AI Policy
This policy explains my use of “Artificial Intelligence” in my professional work. I use the acronym “AI” to refer to trends in generative AI and large language models.
This is a first draft subject to change.
Last updated: 2025-06-18
TL;DR
I do not currently use AI for professional work.
Summary
I will not knowingly use AI to produce any of my professional output including code, design, and correspondence. I intend to make all reasonable efforts to avoid interaction with AI where possible for the work I am paid to produce.
Due to the pervasiveness and rapid deployment of AI it is impractical to remain unexposed. Whilst I abstain from AI usage, I will continue to work with clients and colleagues who choose to use AI themselves.
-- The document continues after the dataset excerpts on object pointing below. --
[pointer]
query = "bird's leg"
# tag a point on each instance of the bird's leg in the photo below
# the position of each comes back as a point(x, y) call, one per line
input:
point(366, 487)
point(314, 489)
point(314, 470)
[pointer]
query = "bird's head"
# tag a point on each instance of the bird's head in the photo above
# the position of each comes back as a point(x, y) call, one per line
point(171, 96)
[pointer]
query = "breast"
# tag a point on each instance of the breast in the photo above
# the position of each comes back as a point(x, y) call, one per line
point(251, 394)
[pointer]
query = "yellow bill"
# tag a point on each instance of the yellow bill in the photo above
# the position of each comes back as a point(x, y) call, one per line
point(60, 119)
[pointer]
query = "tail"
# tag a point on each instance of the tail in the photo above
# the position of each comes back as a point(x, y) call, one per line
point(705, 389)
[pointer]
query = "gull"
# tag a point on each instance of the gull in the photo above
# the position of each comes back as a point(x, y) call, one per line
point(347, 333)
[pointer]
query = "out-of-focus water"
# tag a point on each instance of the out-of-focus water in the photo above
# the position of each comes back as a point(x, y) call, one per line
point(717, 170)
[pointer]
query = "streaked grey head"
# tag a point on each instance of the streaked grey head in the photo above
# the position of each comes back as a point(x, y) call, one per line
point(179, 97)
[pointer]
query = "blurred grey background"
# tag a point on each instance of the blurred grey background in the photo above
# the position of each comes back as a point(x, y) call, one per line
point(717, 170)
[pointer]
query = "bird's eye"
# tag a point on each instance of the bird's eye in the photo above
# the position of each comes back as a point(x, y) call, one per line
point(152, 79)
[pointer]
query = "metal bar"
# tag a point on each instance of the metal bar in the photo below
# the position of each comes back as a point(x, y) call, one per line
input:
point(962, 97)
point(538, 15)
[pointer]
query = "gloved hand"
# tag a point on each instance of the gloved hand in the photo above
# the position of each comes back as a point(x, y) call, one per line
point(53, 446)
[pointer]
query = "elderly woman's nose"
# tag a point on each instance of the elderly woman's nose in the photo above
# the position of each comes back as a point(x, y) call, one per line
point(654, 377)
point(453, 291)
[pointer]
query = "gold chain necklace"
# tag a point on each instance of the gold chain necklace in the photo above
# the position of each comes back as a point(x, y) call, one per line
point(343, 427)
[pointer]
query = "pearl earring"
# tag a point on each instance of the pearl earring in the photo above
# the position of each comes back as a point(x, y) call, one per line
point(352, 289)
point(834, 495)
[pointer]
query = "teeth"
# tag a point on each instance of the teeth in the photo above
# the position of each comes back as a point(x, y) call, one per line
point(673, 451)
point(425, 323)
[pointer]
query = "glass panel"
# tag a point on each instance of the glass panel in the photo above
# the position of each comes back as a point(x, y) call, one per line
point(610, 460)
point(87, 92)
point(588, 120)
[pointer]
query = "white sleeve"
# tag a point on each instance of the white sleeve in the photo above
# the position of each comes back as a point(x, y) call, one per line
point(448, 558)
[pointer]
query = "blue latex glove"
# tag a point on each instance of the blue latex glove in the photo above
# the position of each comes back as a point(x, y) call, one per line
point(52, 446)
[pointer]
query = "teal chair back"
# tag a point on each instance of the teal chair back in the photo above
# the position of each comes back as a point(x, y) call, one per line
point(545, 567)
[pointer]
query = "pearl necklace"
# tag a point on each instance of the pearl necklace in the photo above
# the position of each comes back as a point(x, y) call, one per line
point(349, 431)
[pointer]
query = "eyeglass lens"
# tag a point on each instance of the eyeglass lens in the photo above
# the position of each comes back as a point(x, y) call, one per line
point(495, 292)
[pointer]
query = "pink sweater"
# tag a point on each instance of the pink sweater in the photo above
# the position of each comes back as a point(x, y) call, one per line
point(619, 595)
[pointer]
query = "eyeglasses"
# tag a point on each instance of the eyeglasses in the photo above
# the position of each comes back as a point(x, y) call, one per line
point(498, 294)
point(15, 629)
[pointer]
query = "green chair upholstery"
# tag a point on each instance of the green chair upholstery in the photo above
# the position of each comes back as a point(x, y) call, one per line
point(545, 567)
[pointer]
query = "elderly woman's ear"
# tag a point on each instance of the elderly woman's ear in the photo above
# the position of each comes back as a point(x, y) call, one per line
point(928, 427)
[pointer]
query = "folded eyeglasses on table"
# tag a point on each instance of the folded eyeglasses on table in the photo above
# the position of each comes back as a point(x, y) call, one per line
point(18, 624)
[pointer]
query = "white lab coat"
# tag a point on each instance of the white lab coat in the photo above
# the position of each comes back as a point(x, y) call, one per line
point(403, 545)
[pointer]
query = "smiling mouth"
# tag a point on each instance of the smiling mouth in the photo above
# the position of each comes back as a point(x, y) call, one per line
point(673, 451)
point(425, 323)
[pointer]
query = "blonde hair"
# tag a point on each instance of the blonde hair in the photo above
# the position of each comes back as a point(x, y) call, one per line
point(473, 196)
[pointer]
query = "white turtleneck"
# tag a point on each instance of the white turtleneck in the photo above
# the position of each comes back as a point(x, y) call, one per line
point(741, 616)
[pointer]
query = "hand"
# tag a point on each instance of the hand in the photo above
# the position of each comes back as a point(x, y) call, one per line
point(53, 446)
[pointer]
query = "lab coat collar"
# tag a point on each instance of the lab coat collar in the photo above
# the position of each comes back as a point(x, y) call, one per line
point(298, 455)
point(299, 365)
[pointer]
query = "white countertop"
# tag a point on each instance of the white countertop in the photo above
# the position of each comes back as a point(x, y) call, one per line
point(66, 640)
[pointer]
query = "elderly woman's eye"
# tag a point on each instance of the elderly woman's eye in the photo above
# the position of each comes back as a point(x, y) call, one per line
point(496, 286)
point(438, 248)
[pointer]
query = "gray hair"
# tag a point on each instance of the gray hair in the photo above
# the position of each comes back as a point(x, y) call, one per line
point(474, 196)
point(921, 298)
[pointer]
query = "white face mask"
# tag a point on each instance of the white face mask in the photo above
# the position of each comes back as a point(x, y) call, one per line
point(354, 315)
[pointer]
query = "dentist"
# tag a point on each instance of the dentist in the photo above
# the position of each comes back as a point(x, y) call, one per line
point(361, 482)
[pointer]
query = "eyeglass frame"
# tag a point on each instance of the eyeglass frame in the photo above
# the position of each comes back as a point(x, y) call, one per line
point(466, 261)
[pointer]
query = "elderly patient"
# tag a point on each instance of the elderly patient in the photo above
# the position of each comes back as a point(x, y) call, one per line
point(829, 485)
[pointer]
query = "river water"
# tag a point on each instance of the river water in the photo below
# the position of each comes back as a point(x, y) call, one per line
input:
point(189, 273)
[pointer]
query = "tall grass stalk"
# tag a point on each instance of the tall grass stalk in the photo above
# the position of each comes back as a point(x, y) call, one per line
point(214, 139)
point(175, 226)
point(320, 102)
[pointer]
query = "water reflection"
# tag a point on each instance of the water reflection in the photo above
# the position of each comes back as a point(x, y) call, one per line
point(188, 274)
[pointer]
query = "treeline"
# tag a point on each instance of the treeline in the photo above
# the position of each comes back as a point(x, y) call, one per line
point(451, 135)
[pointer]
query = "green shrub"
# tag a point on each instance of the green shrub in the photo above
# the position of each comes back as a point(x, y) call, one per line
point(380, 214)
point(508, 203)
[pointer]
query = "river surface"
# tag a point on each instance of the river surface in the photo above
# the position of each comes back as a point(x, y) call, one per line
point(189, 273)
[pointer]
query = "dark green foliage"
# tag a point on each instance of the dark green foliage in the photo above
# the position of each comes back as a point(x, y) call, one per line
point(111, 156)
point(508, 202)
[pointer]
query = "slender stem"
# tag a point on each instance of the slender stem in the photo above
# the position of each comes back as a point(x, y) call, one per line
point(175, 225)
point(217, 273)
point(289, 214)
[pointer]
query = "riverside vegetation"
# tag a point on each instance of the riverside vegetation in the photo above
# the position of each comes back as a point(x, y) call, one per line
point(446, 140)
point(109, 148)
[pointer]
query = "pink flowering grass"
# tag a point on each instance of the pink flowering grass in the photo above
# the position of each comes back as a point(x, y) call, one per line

Where necessary I will integrate AI output given by others on the agreement that I am not held accountable for the combined work.
Rationale
This is a practical policy allowing me to maintain my own professional standards and remain employable in a difficult economy. I have organised my reasons for objecting to AI into four categories:
This is not an exhaustive list. These topics address my primary concerns. This policy is not intended to be an academic essay.
Privacy and Security
Unfettered AI deployment has led to security vulnerabilities that leak private and confidential data. AI apps have exposed personal data of unwitting users. Many AI tools log and report data with no easy opt-out and deletion path. Prompt injection is a common threat with no reliable prevention. “Vibe coding” has led to experts making basic mistakes.
Conclusion:
Use of AI could breach client trust and expectations too easily, regardless of any confidentiality agreement. AI challenges compliance with UK and EU data protection laws.
Morals and Ethics
Copyright
AI is trained on copyrighted work. AI companies have amassed giant datasets without respecting copyright licenses. Attribution of training sources is not given.
Facebook was exposed using pirated books. Disney and Universal are suing for copyright infringement. The New York Times is suing OpenAI and Microsoft. Big media companies that aren’t going to court have struck license agreements.
If AI training is considered “fair use” why are content deals being made? What value is there in copyright at all? Such logic would allow copyrighted work to be laundered through AI effectively washing away any license.
Conclusion:
These unanswered questions mean I cannot use AI in good conscience whilst respecting my own creative work and legal rights.
Misuse and Harm
AI crawlers routinely scrape websites using underhanded tactics like residential proxies. The damage to open source infrastructure is overwhelming both servers and maintainers alike. The number of known AI bots grows monthly. These bots blatantly ignore the long established robots.txt industry standard. AI slop is spammed on social networks resulting in a new threat of misinformation and scams.
AI data centres are draining water and electricity supply. Water, noise, and air pollution from data centres is ruining lives of nearby residents. AI model training has subjected contractors to “psychological trauma” for low pay.
Conclusion:
The AI industry is damaging the web platform I build for. The human and environmental toll in pursuit of profit can’t be ignored. I am not willing to participate.
Quality and Standards
The quality of AI generated code does not meet my professional standards. Nor does it meet the quality expected and required by my clients. AI will “hallucinate” APIs and syntax that does not exist. AI system prompts have been shown to favour specific technology that is not appropriate for my work.
I do not have any reason to use AI for correspondence. I am confident in my own ability to communicate. AI would obscure and likely misinterpret my message. I would prefer to read the original prompt with only the relevant information without AI noise. I extend that courtesy to my recipients.
Generative AI for visual design is effectively a slot machine. Ideation is done through a series of random spins. This eliminates all established principles of good design.
Conclusion:
Delivering design and code generated by AI would be professional negligence.
Employment and Education
AI companies actively target students who are turning to AI plagiarism at an alarming rate. Teachers are encouraged to use AI products. Studies already suggest long-term LLM users suffer cognitive debt.
AI CEOs are openly warning their products will lead to job loss. Companies like Duolingo and Shopify mandate AI-first cultures despite failures like Klarna.
AI tools advertise the lack of professional skills required to use them. Nothing is said about the prerequisite expertises required to adequately evaluate and correct AI output.
Conclusion:
AI hinders new talent from entering the web industry and drives existing knowledge away, hastening the deskilling of web dev. I do not wish to contribute.